1. The signal supplied by the CNS via a motor neuron causes the muscle to contract. The CNS sends a nerve impulse through the motor neuron. When an impulse reaches an axon terminal or neuromuscular junction, neurotransmitter-containing vesicles fuse with the axon membrane. They release the neurotransmitter acetylcholine after fusing with the axon membrane, which passes via the synaptic cleft and generates action potentials in the sarcolemma.

2. The produced impulse or action potential then extends from the sarcolemma to the T-tubules. The impulse then activates the sarcoplasmic reticulum, causing calcium ions to be released into the sarcoplasm. 

3. A rise in Ca²⁺ concentration in the sarcoplasm initiates filament sliding, whereas a decrease in concentration stops the process.

When Ca²⁺ concentration is low, then a muscle fibre is relaxed. This is due to the presence of Ca²⁺ active transport pumps in the sarcoplasmic reticulum (SR) membrane, which transfers Ca²⁺ from the sarcoplasm into the SR. Ca²⁺ is released as a muscle action potential travels over the sarcolemma and into the transverse tubule system. 

As a result of this, Ca²⁺ floods the sarcoplasm surrounding the thick and thin filaments. Troponin changes its form as a result of the Ca²⁺ released from the sarcoplasmic reticulum. This change in shape shifts the troponin-tropomyosin complex away from actin myosin-binding sites.

4. Myosin globular head functions as an ATPase, hydrolysing the ATP molecule. Myosin uses the energy released by ATP hydrolysis to bind to the exposed active site on the actin filament and form a cross bridge.
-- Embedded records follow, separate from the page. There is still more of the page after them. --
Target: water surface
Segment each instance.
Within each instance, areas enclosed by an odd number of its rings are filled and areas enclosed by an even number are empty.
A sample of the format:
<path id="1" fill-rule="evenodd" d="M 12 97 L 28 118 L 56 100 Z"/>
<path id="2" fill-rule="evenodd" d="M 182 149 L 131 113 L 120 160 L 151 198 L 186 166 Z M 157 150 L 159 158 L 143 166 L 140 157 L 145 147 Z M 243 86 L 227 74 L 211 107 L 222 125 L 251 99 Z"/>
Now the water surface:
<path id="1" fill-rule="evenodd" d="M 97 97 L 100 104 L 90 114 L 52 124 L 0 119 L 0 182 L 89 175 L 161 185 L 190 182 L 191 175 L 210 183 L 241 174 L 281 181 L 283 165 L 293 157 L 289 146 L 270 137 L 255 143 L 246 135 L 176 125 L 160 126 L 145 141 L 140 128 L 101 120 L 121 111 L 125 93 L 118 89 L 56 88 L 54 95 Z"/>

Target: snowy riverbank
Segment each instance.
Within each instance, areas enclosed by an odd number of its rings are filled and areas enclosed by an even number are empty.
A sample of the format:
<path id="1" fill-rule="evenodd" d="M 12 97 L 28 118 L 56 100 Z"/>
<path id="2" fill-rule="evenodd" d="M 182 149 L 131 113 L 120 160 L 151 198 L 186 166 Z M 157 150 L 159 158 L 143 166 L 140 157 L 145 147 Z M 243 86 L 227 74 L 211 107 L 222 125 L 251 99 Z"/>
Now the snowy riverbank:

5. This moves the connected actin filament towards the centre of the A-band. The Z-line linked to these actions is likewise pulled inwards, causing the sarcomere to shorten or contract. The H-zone narrows as the thin myofilaments move past the thick myofilaments. This shortens the I-band while keeping the A-band the same length. 

Myosin then releases ADP+Pi and returns to its relaxed state. ATP attaches to myosin once again, and the cross bridge between myosin and actin is broken. The ATP is hydrolysed again, and the cycle of cross-bridge production and breakdown is repeated, generating sliding. The procedure is repeated until the calcium ion is pumped back to the sarcoplasmic reticulum.
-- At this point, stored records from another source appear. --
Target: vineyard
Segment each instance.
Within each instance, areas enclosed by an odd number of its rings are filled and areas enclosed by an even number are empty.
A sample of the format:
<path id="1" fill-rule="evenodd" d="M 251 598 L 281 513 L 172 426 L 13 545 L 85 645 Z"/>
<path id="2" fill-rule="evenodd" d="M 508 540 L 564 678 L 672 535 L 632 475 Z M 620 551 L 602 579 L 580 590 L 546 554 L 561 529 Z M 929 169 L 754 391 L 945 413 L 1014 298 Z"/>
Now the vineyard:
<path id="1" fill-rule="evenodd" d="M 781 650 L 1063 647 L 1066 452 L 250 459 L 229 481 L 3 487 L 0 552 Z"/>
Muscle Contraction Mechanisms

Muscle Relaxation 

• Calcium returns to the sarcoplasmic reticulum following muscle contraction. As the quantity of calcium in the sarcoplasm diminishes, calcium does not bind to troponin C. Troponin changes form, and tropomyosin and troponin return to their original positions and states. This prevents myosin from binding to actin by blocking its active site. This induces muscular relaxation.
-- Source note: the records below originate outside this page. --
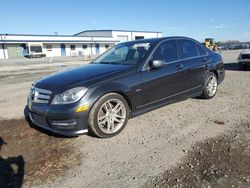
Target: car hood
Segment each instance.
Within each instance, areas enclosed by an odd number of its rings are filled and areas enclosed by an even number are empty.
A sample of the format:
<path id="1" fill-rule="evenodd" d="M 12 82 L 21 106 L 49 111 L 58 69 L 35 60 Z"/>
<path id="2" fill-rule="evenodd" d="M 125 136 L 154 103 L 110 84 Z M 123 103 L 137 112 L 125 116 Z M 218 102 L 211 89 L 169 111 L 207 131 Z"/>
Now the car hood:
<path id="1" fill-rule="evenodd" d="M 54 73 L 38 80 L 35 86 L 59 93 L 79 86 L 93 87 L 108 80 L 125 76 L 134 70 L 134 65 L 93 63 Z"/>

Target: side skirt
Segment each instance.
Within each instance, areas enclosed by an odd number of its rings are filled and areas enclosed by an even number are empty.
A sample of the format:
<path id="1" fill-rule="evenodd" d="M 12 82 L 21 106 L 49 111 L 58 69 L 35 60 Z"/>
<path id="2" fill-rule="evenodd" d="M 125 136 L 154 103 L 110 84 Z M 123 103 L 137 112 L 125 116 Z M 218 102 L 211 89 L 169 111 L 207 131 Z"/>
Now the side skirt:
<path id="1" fill-rule="evenodd" d="M 193 93 L 190 93 L 190 91 L 189 91 L 189 92 L 187 92 L 185 94 L 176 95 L 176 96 L 169 97 L 169 98 L 166 98 L 166 99 L 154 102 L 154 103 L 147 104 L 145 106 L 142 106 L 142 107 L 138 108 L 134 112 L 132 112 L 130 118 L 133 118 L 133 117 L 139 116 L 141 114 L 150 112 L 152 110 L 161 108 L 161 107 L 166 106 L 168 104 L 172 104 L 172 103 L 175 103 L 175 102 L 184 101 L 184 100 L 186 100 L 188 98 L 198 97 L 201 94 L 202 94 L 201 90 L 193 92 Z"/>

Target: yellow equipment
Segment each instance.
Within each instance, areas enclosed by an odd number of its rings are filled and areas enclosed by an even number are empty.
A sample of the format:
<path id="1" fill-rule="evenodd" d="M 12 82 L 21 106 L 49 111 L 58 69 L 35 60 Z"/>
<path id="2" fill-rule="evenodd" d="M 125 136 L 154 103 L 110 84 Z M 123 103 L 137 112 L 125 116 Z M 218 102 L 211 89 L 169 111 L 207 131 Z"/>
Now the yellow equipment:
<path id="1" fill-rule="evenodd" d="M 205 38 L 205 42 L 203 44 L 204 44 L 204 46 L 206 46 L 207 48 L 209 48 L 212 51 L 217 50 L 217 45 L 216 45 L 215 40 L 213 38 Z"/>

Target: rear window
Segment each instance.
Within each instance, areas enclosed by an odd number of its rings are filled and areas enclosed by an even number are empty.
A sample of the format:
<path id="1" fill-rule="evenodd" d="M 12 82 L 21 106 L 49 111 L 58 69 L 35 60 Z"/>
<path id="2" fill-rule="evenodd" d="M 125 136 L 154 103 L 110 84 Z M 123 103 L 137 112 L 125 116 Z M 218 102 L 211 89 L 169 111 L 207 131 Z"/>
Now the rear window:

• After a muscle fibre has contracted, two changes allow it to relax. First, an enzyme called acetylcholinesterase quickly degrades acetylcholine (AChE). When action potentials in the motor neuron halt, ACh release ceases, and AChE quickly degrades the ACh already present in the synaptic cleft. The formation of muscular action potentials is thereafter terminated, and the Ca release channels in the sarcoplasmic reticulum membrane shut.

Conclusions

Muscle is a specialised tissue that develops from the mesoderm. There are 639 muscles in the human body. Excitation of the muscle requires a nerve impulse, hormone, mechanical, thermal, or chemical stimulation. Skeletal muscles are striated and voluntary. The sarcoplasmic reticulum is a calcium-storage organ necessary during muscle contraction. Myosin makes up the thick myofilament. Actin is the main component of the thin myofilament. Myosin molecules have an ATP-binding site. Actin, tropomyosin, and troponin are the three proteins found in the thin myofilament. The contraction of muscles was explained by the Sliding-Filament theory. We have learnt about muscle relaxation and contraction.